Acostumado a atender vítimas da eletricidade, o cirurgião do trauma do Hospital de Base de Rio Preto Paulo Espada diz que o principal efeito do choque elétrico no corpo humano acontece no coração. Isso porque a energia desregula os batimentos cardíacos, fazendo com que o órgão deixe de bater e trema. "O choque causa uma arritmia cardíaca. Tem gente inclusive que toma choque e tem parada cardíaca no local. Além disso, outro efeito no corpo humano provocado pela energia são as queimaduras. Normalmente, elas são bem graves, porque a eletricidade acaba atravessando o corpo da vítima", disse o médico.
Cuidados em casa
Um dos motivos que podem explicar o aumento de choques elétricos durante a pandemia na região de Rio Preto é que, com mais tempo em casa, muitas pessoas sem formação elétrica realizaram pequenas manutenções na residência, acabando por se acidentar.

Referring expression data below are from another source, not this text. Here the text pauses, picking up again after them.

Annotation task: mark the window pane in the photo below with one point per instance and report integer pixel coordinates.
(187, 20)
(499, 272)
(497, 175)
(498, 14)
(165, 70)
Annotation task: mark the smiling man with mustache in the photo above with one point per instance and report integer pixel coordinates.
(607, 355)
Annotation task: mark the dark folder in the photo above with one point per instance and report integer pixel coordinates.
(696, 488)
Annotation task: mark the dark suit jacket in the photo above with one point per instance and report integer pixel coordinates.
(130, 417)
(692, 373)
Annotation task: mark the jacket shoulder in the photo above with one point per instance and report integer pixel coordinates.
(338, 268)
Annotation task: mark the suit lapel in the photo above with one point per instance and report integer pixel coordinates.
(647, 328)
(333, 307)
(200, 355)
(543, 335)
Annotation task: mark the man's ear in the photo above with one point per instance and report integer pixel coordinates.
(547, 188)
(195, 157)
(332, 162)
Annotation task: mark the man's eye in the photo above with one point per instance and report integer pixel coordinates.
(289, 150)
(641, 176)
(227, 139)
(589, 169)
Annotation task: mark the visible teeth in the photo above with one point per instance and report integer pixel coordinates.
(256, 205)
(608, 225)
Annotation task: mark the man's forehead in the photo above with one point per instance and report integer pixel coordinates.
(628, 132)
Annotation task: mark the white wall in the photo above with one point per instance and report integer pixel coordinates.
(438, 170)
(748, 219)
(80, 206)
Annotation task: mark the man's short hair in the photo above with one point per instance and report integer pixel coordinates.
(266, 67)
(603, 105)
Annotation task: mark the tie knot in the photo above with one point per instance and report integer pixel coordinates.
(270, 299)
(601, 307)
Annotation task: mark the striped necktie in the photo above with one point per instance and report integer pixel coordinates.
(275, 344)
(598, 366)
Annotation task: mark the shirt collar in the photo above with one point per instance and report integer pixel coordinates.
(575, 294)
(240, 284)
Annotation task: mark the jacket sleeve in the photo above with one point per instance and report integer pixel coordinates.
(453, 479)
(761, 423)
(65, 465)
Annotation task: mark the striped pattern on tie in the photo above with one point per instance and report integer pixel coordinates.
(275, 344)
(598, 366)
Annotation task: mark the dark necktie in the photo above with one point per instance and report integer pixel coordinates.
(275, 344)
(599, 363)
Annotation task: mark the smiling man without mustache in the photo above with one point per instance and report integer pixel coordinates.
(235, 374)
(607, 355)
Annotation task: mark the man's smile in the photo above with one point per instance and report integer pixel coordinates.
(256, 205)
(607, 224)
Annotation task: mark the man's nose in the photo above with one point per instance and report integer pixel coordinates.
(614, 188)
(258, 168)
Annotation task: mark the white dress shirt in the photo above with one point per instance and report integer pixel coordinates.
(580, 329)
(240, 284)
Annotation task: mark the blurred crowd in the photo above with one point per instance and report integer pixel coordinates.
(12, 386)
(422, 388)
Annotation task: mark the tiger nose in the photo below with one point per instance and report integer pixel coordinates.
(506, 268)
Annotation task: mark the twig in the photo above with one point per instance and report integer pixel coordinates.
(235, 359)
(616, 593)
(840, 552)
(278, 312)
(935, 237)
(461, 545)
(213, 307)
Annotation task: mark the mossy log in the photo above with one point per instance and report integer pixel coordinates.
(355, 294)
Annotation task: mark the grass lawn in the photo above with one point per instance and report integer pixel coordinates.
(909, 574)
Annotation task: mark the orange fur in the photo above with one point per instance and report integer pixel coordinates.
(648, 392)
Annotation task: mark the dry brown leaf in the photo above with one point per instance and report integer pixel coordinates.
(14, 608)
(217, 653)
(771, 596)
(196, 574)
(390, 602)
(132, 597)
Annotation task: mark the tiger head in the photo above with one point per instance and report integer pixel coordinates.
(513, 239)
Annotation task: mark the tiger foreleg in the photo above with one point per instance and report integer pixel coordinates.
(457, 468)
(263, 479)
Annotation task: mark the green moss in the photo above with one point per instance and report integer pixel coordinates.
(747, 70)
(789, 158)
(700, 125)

"Sempre digo que o primeiro passo é as pessoas lembrarem que a eletricidade não é uma brincadeira. Ela requer sempre um profissional habilitado e atualizado. Porque uma pessoa que faz elétrica a vida inteira e não se atualiza está fora das condições. O que se fazia na eletricidade há 15 anos, não se faz mais", disse Martinho.
Sobre os cuidados em casa para evitar acidentes ele ressalta que, além de não fazer ligações clandestinas, é importante não sobrecarregar as tomadas. "Recomendamos não utilizar benjamin, ou o famoso 'T', porque esses equipamentos dão a falsa impressão que você tem várias tomadas, mas não tem. Sempre prefira várias tomadas. Outro ponto é nunca utilizar o adaptador de tomada grossa para tomada fina e não deixar fios soltos e equipamentos eletrônicos perto da água", aconselhou o engenheiro da Abracopel.